ISCSLP 2014

The 9th International Symposium on Chinese Spoken Language Processing

Keynote 2: Multilingual Automatic Speech Recognition for Code-switching Speech

Tanja Schultz

The performance of speech and language processing technologies has improved dramatically over the last years, with an increasing number of systems being deployed in a variety of languages and applications. Unfortunately, recent methods and models heavily rely on the availability of massive amounts of resources which only become available in languages spoken by a large number of people in countries of great economic interest, and populations with immediate information technology needs. Furthermore, todays speech processing systems target monolingual scenarios for speakers who are assumed to use one single language while interacting via voice. However, I believe that today’s globalized world requires truly multilingual speech processing systems which support phenomena of multilingualism such as code-switching and accented speech. As these are spoken phenomena, methods are required which perform reliably even if only few resources are available.

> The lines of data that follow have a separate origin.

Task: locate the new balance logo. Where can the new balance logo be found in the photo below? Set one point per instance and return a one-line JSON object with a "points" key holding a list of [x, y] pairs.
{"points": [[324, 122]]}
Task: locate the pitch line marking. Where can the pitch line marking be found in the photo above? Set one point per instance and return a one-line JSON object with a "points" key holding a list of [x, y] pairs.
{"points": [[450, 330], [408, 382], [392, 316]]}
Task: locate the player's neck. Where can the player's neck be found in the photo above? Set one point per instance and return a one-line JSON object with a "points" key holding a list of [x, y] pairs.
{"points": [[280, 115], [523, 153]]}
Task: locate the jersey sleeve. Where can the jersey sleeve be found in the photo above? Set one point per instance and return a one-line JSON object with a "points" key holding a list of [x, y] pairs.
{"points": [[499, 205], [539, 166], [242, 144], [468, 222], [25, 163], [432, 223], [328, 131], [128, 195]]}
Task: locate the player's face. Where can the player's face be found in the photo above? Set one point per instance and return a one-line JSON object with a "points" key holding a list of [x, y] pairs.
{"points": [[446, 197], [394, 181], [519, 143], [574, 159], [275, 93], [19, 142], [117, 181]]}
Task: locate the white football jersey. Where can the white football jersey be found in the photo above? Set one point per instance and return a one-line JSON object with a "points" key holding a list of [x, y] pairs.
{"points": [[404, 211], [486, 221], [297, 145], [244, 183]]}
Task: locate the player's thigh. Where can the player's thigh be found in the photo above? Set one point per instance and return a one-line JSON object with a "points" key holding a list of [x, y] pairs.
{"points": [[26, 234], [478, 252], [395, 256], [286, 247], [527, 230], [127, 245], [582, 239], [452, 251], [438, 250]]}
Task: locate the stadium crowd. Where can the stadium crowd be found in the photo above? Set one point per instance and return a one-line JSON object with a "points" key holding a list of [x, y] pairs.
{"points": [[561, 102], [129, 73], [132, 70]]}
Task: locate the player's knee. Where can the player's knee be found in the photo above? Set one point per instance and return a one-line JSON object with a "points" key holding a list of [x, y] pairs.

In my talk I will present ongoing work at the Cognitive Systems Lab on applying concepts of Multilingual Speech Recognition to rapidly adapt systems to yet unsupported or under-resourced languages. Based on these concepts, I will describe the challenges of building a code-switch speech recognition system using the example of Singaporean speakers code-switching between Mandarin and English. Proposed solutions include the sharing of data and models across both languages to build truly multilingual acoustic models, dictionaries, and language models. Furthermore, I will describe the web-based Rapid Language Adaptation Toolkit (RLAT, see http://csl.ira.uka.de/rlat-dev) which lowers the overall costs for system development by automating the system building process, leveraging off crowd sourcing, and reducing the data needs without suffering significant performance losses. The toolkit enables native language experts to build speech recognition components without requiring detailed technology expertise. Components can be evaluated in an end-to-end system allowing for iterative improvements. By keeping the users in the developmental loop, RLAT can learn from the users’ expertise to constantly adapt and improve. This will hopefully revolutionize the system development process for yet under-resourced languages.